Penyesuaian dengan jiwa dan semangat otonomi itu, antara
lain terwujud dalam bentuk perubahan arah paradigma pendidikan, dari paradigma
lama ke paradigma baru, yang tentu juga berdampak pada paradigma perencanaan
pendidikannya. Secara ideal, paradigma baru pendidikan tersebut mestinya
mewarnai kebijakan pendidikan baik kebijakan pendidikan yang bersifat
substantif maupun implementatif. Seperti yang dinyatakan oleh Azyumardi Azra
(2002: xii) bahwa dengan era otonomi daerah :
”Lembaga-lembaga pendidikan, seperti sekolah, madrasah,
pesantren, universitas (perguruan tinggi), dan lainnya – yang terintegrasi
dalam pendidikan nasional- haruslah melakukan reorientasi, rekonstruksi kritis,
restrukturisasi, dan reposisi, serta berusaha untuk menerapkan paradigma baru
pendidikan nasional”. Selain itu, implementasi kebijakan tersebut diharapkan
berdampak positif terhadap kemajuan pendidikan di daerah dan di tingkat satuan
pendidikan.
Agar
dampak positif dapat benar-benar terwujud, kemampuan perencanaan pendidikan
yang baik di daerah sangatlah diperlukan. Dengan kemampuan perencanaan
pendidikan yang baik diharapkan dapat mengurangi kemungkinan timbulnya
permasalahan yang serius. Fiske (1996) menyatakan bahwa berdasarkan pengalaman
berbagai negara sedang berkembang yang menerapkan otonomi di bidang pendidikan,
otonomi berpotensi memunculkan masalah: perbenturan kepentingan antara
Pemerintah Pusat dan Daerah, menurunnya mutu pendidikan, inefisiensi dalam
pengelolaan pendidikan, ketimpangan dalam pemerataan pendidikan, terbatasnya
gerak dan ruang partisipasi masyarakat dalam pendidikan, serta berkurangnya
tuntutan akuntabilitas pendidikan oleh pemerintah serta meningkatnya
akuntabilitas pendidikan oleh masyarakat. Selain itu, dengan perencanaan yang
baik, konon, merupakan separoh dari kesuksesan dalam pengelolaan dan
penyelenggaraan pendidikan yang telah diotonomikan di daerah.
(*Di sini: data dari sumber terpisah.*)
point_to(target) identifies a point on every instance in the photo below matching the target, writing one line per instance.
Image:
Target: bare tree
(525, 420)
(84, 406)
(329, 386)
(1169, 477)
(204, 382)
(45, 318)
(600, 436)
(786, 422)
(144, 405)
Ditetapkannya Undang Undang nomor 14 tahun 2005
tentang guru dan dosen merupakan dasar kebijakan untuk memperkuat eksistensi
tenaga kependidikan sebagai tenaga profesional,
seperti profesi-profesi yang lainnya. Kualitas profesi tenaga guru selalu
diupayakan, baik melalui ketentuan kualifikasi pendidikannya maupun kegiatan in-service
training, dengan berbagai bentuknya, seperti: pendidikan dan latihan
(diklat), penataran dan pelibatan dalam berbagai seminar untuk meng-update
wawasannya dalam kompetensi pedagogi dan akademik. Pemerintah mulai menyadari
betapa strategisnya peran tenaga guru dalam mengantarkan generasi muda untuk
menjadi sumber daya manusia (SDM) yang berkualitas dan kompetitif sehingga
mampu mewujudkan suatu kesejahteraan bersama.
Menurut Peraturan Menteri
Negara Pendayagunaan Aparatur Negara dan
Reformasi Birokrasi Nomor 16 Tahun 2009, PENILAIAN
KINERJA GURU adalah penilaian dari tiap butir
kegiatan tugas utama guru dalam rangka
pembinaan karir, kepangkatan, dan jabatannya.
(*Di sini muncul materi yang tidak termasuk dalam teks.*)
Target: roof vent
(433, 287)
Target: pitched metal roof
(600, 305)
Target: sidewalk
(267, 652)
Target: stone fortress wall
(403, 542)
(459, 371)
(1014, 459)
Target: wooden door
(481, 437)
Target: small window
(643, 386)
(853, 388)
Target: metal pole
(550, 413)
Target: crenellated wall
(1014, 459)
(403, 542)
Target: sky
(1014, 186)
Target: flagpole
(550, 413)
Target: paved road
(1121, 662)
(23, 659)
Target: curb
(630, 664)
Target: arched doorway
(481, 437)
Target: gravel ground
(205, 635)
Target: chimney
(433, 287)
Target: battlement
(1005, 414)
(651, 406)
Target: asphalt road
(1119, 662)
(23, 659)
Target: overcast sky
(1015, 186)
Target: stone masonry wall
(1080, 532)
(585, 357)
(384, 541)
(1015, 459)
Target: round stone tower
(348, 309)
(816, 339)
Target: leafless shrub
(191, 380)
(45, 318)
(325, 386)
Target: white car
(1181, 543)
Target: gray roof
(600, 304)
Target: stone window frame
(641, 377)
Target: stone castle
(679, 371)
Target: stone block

Pelaksanaan tugas utama guru tidak dapat
dipisahkan dari kemampuan seorang guru dalam
penguasaan pengetahuan, penerapan pengetahuan dan
keterampilan, sebagai kompetensi yang dibutuhkan
sesuai amanat Peraturan Menteri Pendidikan
Nasional Nomor 16 Tahun 2007 tentang
Standar Kualifikasi Akademik dan Kompetensi Guru.
BAB II
KAJIAN TEORI
Pembangunan bangsa dan negara menuju kesejahteraan
bersama merupakan isu-isu yang terus berkembang. Ada beberapa terminologi
paradigma yang sempat berkembang antara lain: pembangunan berbasis kerakyatan,
pembangunan bercirikan partisipatoris, pembangunan yang manusiawi. Dewasa ini
pembangunan yang berbasis pada pertumbuhan ekonomi memang telah berhasil
mewujudkan kemakmuran, tetapi gagal dalam mewujudkan kesejahteraan yang merata,
bahkan sebaliknya banyak menimbulkan masalah yang sulit dicari pemecahannya.
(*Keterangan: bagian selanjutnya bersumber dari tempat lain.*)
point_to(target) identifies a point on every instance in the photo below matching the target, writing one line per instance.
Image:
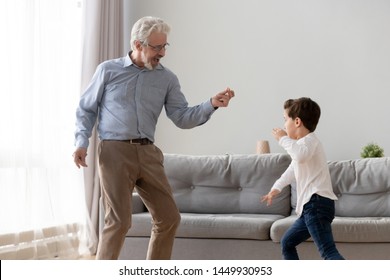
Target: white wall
(335, 51)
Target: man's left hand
(222, 99)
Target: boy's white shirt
(308, 168)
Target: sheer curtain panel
(43, 213)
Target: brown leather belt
(138, 141)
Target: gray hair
(144, 27)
Pembangunan masyarakat pada dasarnya menekankan
pentingnya pengentasan kemiskinan melalui berbagai pemberdayaan
kelompok-kelompok marjinal, yakni peningkatan taraf hidup masyarakat yang
kurang memiliki kemampuan ekonomi secara berkelanjutan. Pemerintah dituntut
untuk menciptakan dan mengoptimalkan sumber daya manusia dalam berbagai bidang
sesuai dengan kebutuhannya. Analisis penelitian ini mendasarkan pada teori
pemberdayaan SDM sesuai dengan kebutuhan untuk meningkatkan kualitas pendidikan
menuju terciptanya SDM yang unggul dan kompetitif dimulai dari peningkatan
kualitas kinerja tenaga kependidikan yang profesional.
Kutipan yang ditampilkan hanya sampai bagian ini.